Fungal Automata
Andrew Adamatzky, Eric Goles, Genaro J. Martinez, Michail-Antisthenis, Tsompanas, Martin Tegelaar, Han A. B. Wosten

TL;DR
This paper models fungal hyphae as cellular automata with dynamic flow control via Woronin bodies, analyzing their complex information flow and state transition structures.
Contribution
It introduces a novel cellular automaton model simulating fungal hyphal compartments with Woronin bodies acting as flow valves, exploring their rule composition and dynamic complexity.
Findings
Automata exhibit complex state transition structures.
Woronin bodies influence automaton dynamics significantly.
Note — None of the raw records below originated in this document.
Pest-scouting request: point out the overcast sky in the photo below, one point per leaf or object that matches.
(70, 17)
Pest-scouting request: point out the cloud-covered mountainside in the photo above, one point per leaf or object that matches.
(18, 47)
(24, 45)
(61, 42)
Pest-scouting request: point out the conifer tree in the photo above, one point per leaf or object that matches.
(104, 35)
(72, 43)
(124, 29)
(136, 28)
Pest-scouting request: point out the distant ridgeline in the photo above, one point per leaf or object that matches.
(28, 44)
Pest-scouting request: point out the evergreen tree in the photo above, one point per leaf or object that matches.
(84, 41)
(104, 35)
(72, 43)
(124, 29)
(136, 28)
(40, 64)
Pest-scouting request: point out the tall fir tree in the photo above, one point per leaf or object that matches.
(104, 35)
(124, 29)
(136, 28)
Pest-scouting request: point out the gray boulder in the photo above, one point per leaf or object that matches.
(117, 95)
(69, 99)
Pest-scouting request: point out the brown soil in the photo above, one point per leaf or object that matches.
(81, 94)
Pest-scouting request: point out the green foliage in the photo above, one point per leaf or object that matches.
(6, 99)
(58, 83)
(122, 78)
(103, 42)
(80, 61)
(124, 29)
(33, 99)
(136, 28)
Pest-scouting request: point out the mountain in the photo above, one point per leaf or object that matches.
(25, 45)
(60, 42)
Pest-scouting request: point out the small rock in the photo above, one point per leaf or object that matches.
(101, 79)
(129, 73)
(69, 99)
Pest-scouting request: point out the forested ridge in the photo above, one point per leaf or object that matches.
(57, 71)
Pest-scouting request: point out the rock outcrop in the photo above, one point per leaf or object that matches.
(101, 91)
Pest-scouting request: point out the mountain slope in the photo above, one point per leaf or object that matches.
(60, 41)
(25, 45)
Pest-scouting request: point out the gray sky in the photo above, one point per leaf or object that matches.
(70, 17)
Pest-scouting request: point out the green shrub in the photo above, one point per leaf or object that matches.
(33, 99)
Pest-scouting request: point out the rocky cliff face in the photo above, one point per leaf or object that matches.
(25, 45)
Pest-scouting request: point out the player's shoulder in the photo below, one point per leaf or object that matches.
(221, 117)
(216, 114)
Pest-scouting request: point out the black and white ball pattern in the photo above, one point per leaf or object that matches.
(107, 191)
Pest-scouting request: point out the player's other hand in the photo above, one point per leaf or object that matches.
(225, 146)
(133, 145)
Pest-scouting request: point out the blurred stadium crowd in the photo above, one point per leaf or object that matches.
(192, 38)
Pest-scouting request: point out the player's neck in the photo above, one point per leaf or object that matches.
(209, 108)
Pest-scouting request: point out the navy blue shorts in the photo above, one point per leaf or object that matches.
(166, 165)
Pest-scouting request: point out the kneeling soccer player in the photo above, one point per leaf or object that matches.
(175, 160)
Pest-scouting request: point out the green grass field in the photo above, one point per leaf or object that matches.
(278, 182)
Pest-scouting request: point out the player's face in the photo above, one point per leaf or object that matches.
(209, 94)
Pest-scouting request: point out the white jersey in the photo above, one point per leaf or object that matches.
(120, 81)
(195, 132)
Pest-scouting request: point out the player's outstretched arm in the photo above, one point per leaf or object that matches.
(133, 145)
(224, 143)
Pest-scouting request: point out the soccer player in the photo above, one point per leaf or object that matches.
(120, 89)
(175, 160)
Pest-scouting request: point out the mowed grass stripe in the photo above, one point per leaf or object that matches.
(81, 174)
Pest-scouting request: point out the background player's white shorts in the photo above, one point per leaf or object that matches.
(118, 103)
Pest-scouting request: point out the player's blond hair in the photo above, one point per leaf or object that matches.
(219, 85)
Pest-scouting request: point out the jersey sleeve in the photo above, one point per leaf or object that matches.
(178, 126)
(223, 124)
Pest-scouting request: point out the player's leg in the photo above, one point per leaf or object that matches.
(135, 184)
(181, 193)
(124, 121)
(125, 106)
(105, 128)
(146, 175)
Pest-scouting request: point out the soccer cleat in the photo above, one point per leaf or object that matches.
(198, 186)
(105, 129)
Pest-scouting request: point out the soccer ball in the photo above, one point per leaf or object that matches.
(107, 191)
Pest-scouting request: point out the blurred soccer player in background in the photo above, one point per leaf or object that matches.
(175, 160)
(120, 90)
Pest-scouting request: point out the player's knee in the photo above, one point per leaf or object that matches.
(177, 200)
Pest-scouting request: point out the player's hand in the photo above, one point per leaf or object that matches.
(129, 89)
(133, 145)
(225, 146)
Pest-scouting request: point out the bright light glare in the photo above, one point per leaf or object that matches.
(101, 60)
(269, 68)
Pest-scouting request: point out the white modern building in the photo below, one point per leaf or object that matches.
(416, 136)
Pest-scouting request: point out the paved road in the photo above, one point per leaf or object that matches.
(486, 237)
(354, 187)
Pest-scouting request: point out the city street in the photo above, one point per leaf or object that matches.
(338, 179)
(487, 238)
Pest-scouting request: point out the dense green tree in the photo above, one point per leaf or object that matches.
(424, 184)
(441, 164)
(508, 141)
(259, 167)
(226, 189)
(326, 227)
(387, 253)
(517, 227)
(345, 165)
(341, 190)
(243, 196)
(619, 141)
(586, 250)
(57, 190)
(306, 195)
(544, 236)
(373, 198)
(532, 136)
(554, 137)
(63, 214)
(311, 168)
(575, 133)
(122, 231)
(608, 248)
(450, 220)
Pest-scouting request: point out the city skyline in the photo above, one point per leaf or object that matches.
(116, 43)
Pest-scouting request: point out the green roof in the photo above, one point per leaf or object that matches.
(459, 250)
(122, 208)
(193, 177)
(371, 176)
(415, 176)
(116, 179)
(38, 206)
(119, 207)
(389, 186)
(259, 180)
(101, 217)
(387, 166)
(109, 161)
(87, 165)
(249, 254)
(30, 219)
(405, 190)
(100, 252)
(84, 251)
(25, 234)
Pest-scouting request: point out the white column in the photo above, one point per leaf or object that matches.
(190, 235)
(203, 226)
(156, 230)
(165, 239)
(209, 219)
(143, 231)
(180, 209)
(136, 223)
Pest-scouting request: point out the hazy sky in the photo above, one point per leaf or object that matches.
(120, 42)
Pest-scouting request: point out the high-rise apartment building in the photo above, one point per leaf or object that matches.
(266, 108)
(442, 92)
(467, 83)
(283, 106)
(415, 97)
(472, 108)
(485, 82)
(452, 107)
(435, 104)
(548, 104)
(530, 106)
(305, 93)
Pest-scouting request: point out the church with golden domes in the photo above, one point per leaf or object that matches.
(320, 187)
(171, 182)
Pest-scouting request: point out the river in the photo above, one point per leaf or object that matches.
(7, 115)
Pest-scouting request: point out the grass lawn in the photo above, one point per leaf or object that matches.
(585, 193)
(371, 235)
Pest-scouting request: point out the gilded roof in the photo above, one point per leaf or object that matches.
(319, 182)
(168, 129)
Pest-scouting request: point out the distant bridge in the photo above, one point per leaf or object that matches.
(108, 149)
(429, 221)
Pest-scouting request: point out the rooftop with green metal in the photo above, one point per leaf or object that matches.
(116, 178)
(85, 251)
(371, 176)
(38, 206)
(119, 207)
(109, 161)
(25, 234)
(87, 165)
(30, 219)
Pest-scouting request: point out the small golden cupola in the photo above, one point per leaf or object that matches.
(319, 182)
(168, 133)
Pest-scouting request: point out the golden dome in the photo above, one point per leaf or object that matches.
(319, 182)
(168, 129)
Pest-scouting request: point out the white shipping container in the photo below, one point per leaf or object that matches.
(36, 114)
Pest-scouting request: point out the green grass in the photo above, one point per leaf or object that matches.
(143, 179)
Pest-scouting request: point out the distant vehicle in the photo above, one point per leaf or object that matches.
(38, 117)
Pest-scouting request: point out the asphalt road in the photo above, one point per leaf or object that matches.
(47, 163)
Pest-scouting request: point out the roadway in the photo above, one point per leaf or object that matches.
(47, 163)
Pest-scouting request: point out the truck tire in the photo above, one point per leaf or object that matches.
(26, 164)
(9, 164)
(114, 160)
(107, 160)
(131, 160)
Local events demonstrate key automaton behaviors.
Abstract
We study a cellular automaton (CA) model of information dynamics on a single hypha of a fungal mycelium. Such a filament is divided in compartments (here also called cells) by septa. These septa are invaginations of the cell wall and their pores allow for flow of cytoplasm between compartments and hyphae. The septal pores of the fungal phylum of the Ascomycota can be closed by organelles called Woronin bodies. Septal closure is increased when the septa become older and when exposed to stress conditions. Thus, Woronin bodies act as informational flow valves. The one dimensional fungal automata is a binary state ternary neighbourhood CA, where every compartment follows one of the elementary cellular automata (ECA) rules if its pores are open and either remains in state `0' (first species of fungal automata) or its previous state (second species of fungal automata) if its pores are closed.…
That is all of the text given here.